On this side of the Tasman, Auckland's Eden Park was sold out three times during the playoff rounds, setting a new record of 43,217 for football attendance - men or women - in New Zealand.

Close on the heels of last year's cricket and rugby World Cups, the spectacle will boost women's sport - and specifically football - in New Zealand, but Wilkinson hints it had a profound personal impact on the Ferns, who won their first game at this level, but fell short of the knockout stages.

"As a group, the Ferns are really, really connected," she said. "A lot of us have actually played together for over 10 years, so that's quite a long time.

"With the tournament being in Aotearoa NZ, we felt a very special connection to the land, especially that first game and across all games, with all the support we had."

While the Kiwi players ply their trades in professional leagues across the world, they have very rarely played as the national team at home, until this World Cup build-up began. 

Despite attending five previous tournaments - along with four Olympics - the Ferns were largely unrecognised at home and often visitors in their own land. That changed over the course of this World Cup.

"I felt New Zealand culture was really well represented for once," reflected Wilkinson, 31, who became a national hero, after scoring her team's only goal of the tournament to defeat Norway in the opening game.

"It's important that when other nations came to arrive, they were welcomed in a very special and traditional and unique way, steeped in NZ Aotearoa culture.

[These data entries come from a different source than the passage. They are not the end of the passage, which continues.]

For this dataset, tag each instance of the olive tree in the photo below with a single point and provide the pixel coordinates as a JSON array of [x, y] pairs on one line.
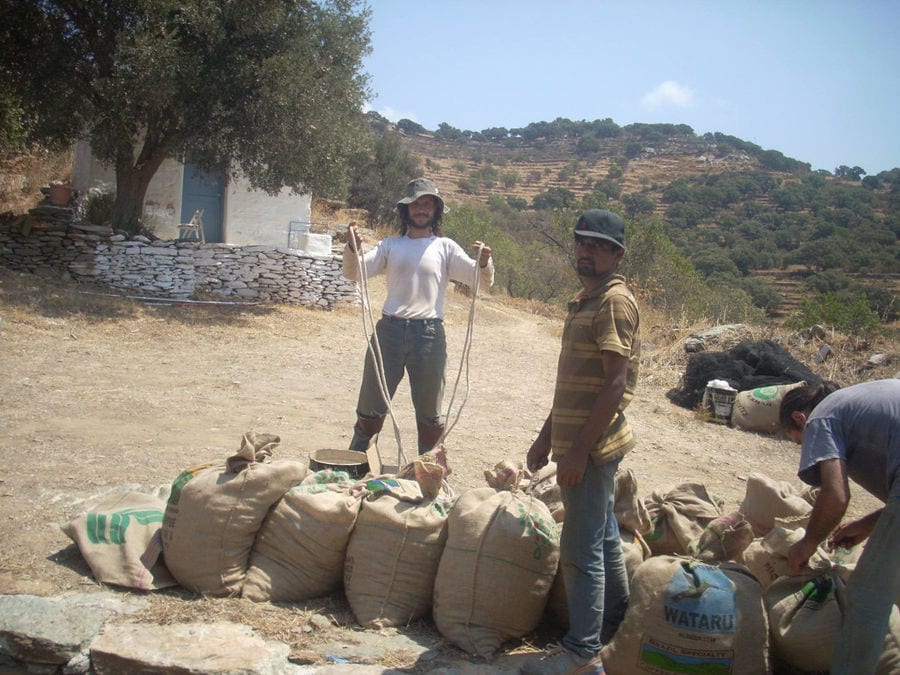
[[271, 89]]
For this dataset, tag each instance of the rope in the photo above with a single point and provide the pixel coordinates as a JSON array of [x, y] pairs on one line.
[[375, 351], [464, 358]]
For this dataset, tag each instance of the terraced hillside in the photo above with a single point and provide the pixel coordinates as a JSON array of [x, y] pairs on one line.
[[527, 170], [539, 167]]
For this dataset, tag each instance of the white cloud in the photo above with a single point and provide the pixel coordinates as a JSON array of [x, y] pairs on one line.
[[668, 94], [390, 113]]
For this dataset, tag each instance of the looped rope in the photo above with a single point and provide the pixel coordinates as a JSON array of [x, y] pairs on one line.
[[464, 358]]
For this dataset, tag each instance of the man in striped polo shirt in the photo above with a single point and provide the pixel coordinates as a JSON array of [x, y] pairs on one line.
[[587, 434]]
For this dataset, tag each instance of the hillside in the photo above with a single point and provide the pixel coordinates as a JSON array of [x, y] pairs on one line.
[[752, 215], [544, 166]]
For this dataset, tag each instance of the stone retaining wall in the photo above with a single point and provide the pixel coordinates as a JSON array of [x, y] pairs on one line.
[[52, 243]]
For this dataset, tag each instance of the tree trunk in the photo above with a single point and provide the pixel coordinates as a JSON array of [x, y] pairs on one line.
[[131, 187]]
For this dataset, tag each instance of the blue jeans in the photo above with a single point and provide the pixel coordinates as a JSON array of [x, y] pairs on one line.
[[872, 590], [417, 347], [593, 565]]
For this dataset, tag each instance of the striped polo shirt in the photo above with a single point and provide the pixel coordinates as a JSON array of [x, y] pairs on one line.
[[605, 318]]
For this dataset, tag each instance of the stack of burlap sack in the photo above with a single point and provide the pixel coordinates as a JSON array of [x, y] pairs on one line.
[[400, 546], [710, 590]]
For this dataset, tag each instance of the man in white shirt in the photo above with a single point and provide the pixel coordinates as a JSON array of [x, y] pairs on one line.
[[419, 264]]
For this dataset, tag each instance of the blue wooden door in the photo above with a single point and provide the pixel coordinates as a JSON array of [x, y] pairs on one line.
[[202, 190]]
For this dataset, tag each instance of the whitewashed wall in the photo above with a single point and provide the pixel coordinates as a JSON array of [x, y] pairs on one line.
[[254, 218], [250, 217]]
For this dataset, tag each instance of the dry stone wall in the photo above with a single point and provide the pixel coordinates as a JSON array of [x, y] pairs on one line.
[[50, 242]]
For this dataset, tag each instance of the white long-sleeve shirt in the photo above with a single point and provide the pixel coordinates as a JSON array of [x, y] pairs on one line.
[[418, 272]]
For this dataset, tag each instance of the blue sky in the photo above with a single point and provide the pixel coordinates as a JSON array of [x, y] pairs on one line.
[[818, 80]]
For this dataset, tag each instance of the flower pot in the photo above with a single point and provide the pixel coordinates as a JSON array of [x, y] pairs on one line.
[[60, 194]]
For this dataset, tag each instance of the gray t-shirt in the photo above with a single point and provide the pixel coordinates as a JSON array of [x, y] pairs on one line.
[[859, 424]]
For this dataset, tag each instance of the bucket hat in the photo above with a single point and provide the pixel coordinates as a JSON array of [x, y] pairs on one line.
[[602, 224], [420, 187]]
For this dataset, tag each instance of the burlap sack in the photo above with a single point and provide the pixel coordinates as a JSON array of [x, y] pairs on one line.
[[496, 570], [724, 538], [767, 557], [392, 558], [300, 550], [119, 538], [679, 515], [758, 409], [686, 616], [766, 499], [215, 511], [805, 615], [631, 513]]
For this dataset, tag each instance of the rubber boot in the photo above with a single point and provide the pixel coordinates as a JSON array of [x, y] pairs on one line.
[[429, 435], [363, 431]]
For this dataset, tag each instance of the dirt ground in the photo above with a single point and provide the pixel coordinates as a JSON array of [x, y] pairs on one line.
[[98, 393]]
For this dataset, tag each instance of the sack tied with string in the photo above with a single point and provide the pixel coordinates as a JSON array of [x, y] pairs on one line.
[[300, 550], [393, 555], [496, 570], [119, 538], [215, 510], [688, 616]]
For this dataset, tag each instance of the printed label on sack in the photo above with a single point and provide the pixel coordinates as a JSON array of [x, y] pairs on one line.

"It was an opportunity for us, as New Zealanders, to reconnect with our land as well and I really do hope people can be more educated about the history of Aotearoa."

One of those who probably appreciated that renewed link most was Ferns captain Ali Riley, who was born in Los Angeles and has never lived in New Zealand, playing in the United States, Sweden, England and Germany.

Ali Riley poses with Football Ferns fans.
Ali Riley poses with Football Ferns fans. Photo credit: Photosport

She qualified for the Football Ferns through her Kiwi dad.

"Ali Riley is one of the best humans I know, by miles," said Wilkinson. "A lot of our teammate would probably say the same.

"She's our captain, she is fiercely devoted to our country and to our team. She does a lot on the field, but she does even more off the field that a lot of people don't see.

"I have absolutely nothing but respect for her."

While the NZ players are currently going through their own debriefing process, coach Jitka Klimkova expects most to recommit towards next year's Paris Olympics.